31 percent of Americans now among the 'tech elite'

November 24, 2003|Associated Press

NEW YORK -- Technology geeks, unite. There are more of you than you might have realized.

A study released yesterday found that 31 percent of Americans are "highly tech-savvy" people for whom the Internet, cellphones, and handheld organizers are more indispensable than TVs and old-fashioned wired phones.

John Horrigan, author of the report by the Pew Internet & American Life Project, said the size of this "tech elite" was somewhat surprising. And while this group is predominantly young, the Pew researchers found plenty of baby boomers and seniors who are equally ardent about using technology.

The difference, though, is that techies in their late teens and 20s are more likely to create online content, like weblogs, or "blogs." Generation Xers are more likely to pay for content on the Web, while wired boomers and seniors generally plumb the Internet for news or to do work-related research.

So are you part of the "tech elite"? Consider these other Pew findings about how they live:

* They spend, on average, a total of $169 a month on broadband Internet service, satellite or cable TV, cellphones, and Web content.

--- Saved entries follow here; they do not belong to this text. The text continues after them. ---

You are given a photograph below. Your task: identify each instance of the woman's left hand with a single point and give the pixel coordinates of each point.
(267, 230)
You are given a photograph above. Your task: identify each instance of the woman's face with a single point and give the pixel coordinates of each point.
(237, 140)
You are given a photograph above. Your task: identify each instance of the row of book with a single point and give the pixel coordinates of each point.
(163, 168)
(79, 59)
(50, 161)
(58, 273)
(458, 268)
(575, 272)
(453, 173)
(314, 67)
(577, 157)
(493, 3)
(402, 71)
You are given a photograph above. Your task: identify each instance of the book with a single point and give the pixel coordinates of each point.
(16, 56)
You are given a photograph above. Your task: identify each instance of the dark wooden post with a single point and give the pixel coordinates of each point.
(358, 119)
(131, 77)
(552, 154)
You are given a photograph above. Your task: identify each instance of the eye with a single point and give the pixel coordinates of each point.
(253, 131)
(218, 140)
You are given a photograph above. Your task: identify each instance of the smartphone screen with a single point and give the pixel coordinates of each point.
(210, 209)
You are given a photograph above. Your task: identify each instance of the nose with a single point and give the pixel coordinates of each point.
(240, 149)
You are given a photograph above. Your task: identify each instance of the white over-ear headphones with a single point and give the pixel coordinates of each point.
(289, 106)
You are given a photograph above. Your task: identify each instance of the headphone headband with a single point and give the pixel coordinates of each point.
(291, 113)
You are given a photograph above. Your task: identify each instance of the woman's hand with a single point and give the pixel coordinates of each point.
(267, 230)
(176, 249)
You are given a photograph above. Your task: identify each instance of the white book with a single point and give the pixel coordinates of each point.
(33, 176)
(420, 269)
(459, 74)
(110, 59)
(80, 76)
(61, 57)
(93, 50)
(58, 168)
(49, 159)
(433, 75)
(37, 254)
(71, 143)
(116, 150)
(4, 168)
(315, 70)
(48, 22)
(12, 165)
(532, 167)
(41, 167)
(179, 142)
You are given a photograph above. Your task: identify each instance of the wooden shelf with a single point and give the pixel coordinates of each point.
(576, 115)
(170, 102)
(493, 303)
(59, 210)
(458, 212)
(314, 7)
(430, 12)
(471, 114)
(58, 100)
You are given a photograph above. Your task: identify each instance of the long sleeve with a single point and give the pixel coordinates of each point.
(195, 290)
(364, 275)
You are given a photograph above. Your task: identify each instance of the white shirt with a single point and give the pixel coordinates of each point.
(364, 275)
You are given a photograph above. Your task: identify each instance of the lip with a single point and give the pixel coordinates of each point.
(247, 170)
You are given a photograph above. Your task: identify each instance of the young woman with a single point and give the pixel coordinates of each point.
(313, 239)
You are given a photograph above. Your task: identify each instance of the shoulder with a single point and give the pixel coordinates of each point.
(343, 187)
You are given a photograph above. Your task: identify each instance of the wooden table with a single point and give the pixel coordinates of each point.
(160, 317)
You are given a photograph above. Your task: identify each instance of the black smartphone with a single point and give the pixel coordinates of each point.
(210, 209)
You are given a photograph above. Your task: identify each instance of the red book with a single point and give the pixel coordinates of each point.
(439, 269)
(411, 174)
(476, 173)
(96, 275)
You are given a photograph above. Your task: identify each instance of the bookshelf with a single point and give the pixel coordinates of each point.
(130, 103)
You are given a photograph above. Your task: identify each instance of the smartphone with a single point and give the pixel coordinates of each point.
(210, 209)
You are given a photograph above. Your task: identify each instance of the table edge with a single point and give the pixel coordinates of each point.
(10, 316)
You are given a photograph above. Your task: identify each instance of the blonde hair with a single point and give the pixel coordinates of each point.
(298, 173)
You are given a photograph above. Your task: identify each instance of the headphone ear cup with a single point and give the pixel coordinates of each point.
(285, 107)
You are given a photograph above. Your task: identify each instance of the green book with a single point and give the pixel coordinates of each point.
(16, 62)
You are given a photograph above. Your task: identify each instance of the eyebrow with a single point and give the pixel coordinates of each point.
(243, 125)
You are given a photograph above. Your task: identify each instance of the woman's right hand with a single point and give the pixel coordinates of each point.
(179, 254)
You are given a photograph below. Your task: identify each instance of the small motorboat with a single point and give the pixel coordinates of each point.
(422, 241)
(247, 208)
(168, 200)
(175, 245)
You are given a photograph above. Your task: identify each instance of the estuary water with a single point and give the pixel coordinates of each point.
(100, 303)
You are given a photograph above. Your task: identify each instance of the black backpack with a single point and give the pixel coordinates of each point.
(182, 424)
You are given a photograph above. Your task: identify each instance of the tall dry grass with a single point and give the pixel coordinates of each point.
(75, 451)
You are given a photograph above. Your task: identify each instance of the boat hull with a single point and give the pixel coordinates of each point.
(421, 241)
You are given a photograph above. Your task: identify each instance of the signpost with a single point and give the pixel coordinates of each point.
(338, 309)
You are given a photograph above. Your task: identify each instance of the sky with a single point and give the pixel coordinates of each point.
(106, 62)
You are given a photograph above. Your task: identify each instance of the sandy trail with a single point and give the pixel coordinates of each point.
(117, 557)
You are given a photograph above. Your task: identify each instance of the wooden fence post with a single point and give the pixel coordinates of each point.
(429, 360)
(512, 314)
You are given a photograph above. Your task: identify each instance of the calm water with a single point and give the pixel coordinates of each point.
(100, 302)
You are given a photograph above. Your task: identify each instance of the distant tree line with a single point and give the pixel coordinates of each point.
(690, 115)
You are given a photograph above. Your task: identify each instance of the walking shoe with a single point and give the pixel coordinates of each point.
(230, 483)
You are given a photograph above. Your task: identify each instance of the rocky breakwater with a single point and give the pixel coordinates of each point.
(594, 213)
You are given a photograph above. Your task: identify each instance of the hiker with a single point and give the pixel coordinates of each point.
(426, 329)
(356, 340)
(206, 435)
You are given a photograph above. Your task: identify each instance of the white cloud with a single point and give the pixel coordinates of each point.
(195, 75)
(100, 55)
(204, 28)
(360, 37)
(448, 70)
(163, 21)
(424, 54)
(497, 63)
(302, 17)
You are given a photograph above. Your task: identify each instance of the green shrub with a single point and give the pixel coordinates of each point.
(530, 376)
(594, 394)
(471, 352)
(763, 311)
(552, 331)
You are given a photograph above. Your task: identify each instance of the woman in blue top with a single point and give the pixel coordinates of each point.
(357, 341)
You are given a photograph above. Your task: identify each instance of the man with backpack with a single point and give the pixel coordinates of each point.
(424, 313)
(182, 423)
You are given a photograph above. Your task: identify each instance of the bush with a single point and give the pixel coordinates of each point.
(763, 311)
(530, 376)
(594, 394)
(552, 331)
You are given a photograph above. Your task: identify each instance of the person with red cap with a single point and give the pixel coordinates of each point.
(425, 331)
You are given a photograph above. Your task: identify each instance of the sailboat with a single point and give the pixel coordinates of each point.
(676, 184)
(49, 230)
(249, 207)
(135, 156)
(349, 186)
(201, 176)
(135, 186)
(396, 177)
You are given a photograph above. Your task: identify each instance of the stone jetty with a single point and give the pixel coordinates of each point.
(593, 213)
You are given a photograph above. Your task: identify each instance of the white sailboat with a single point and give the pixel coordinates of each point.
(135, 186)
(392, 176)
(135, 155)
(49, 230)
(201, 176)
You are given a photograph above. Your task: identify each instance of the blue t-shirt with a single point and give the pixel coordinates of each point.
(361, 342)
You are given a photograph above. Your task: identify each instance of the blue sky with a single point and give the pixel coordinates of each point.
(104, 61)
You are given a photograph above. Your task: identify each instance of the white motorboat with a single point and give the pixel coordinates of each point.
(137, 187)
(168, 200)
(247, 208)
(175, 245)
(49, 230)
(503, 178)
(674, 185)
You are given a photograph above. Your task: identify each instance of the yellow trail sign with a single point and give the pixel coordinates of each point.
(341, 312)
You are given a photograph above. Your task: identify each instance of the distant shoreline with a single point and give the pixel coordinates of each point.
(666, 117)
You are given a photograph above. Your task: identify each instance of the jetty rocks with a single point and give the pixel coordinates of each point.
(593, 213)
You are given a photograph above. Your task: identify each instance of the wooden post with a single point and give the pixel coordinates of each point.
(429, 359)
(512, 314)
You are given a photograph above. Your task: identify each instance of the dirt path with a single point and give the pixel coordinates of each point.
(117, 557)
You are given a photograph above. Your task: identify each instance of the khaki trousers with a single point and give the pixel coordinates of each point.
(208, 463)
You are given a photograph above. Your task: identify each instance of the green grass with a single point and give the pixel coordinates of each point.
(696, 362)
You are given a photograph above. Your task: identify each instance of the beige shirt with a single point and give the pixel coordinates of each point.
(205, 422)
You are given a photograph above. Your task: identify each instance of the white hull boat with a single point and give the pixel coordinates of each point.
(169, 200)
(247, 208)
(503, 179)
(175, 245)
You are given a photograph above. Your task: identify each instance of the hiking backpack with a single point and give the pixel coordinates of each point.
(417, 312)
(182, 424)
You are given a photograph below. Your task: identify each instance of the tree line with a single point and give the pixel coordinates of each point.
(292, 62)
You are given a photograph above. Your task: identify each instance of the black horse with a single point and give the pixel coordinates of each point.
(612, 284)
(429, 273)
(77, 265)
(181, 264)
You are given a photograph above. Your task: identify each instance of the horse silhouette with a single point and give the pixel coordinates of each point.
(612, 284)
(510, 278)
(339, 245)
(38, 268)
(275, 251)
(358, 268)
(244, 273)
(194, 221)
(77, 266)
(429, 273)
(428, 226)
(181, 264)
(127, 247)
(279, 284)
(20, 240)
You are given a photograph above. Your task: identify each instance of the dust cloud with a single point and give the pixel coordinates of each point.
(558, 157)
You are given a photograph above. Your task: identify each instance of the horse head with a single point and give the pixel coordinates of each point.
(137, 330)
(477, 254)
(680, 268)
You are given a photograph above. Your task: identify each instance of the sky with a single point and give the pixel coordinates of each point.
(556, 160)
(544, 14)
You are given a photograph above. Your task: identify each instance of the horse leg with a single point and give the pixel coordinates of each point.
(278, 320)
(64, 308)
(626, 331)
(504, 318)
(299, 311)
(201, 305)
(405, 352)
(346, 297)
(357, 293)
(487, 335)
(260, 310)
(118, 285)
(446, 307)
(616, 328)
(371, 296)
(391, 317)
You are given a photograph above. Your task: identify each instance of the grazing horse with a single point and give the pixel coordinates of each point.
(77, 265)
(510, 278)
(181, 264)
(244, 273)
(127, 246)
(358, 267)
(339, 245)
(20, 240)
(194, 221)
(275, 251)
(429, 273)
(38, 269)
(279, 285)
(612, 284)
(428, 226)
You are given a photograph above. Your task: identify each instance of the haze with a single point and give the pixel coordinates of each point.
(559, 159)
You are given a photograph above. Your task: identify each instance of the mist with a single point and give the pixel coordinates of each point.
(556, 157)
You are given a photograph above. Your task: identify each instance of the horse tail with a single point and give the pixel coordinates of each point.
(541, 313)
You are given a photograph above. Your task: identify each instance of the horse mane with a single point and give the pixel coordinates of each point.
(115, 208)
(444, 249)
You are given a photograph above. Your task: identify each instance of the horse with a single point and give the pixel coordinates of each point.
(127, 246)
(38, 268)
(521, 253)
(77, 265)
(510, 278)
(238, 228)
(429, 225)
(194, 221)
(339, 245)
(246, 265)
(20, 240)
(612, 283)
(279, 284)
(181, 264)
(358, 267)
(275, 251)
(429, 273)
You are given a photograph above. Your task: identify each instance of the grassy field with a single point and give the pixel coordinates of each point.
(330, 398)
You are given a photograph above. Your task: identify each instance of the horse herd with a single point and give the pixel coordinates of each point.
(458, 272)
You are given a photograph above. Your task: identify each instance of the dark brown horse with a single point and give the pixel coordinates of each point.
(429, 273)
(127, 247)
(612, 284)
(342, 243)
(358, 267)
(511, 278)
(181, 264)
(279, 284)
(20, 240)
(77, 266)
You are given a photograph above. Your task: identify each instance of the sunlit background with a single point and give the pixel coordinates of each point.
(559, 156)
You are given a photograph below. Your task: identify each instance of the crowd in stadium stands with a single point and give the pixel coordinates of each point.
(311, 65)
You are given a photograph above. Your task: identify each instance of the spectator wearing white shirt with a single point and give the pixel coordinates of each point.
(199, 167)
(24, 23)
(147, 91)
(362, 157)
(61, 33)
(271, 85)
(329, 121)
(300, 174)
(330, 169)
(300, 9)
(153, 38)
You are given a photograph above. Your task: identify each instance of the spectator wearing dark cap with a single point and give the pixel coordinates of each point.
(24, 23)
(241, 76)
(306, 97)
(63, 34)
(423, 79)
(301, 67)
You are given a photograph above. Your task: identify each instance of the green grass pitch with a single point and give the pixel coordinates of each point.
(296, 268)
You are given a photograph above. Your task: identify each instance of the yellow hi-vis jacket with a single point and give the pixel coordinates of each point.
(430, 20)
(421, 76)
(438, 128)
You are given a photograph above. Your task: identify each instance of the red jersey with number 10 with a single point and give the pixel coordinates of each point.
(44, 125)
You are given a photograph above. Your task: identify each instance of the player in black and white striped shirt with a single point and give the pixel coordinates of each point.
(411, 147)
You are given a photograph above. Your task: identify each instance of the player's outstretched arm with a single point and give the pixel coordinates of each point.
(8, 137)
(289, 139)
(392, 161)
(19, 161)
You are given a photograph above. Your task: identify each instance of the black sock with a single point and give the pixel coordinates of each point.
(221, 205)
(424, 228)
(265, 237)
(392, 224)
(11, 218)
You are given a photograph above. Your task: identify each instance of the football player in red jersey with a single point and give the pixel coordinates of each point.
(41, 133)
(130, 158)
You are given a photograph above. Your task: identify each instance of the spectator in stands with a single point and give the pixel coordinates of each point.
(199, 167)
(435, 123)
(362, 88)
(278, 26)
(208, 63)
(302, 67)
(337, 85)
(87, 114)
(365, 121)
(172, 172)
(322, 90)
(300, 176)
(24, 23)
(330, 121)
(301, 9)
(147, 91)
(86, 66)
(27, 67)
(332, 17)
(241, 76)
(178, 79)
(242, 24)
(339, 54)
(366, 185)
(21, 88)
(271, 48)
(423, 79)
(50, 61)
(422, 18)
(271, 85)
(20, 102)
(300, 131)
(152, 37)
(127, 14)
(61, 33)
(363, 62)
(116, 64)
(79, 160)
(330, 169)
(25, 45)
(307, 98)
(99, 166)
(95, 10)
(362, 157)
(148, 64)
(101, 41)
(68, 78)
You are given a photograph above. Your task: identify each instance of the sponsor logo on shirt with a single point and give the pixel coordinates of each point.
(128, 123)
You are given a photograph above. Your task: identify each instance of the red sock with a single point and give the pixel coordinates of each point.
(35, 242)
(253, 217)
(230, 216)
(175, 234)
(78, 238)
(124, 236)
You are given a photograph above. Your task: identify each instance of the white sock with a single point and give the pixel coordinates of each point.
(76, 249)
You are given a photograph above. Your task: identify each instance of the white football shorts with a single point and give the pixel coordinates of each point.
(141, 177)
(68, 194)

That is 39 percent higher than the national average, $122.

* 29 percent of them have broadband, compared with 17 percent of everyone else.

* About 7 percent of technology aficionados have canceled their landline phone and gone all-wireless. Only 2 percent of non-techies have done that.

* Despite being plugged in to the Internet and other sources of data more often, only 13 percent of the tech-savvy crowd feels overwhelmed by information. By contrast, a sense of information overload plagues 25 percent of the rest of the population.

So why do the people who immerse themselves in information feel less besieged by it?

It could be that technology helps some people organize their lives, Horrigan said. Or others are simply better at knowing "how to cope with the information that is flooding at them."

Pew produced the report after surveying 1,677 American adults in October. It has a margin of error of two percentage points.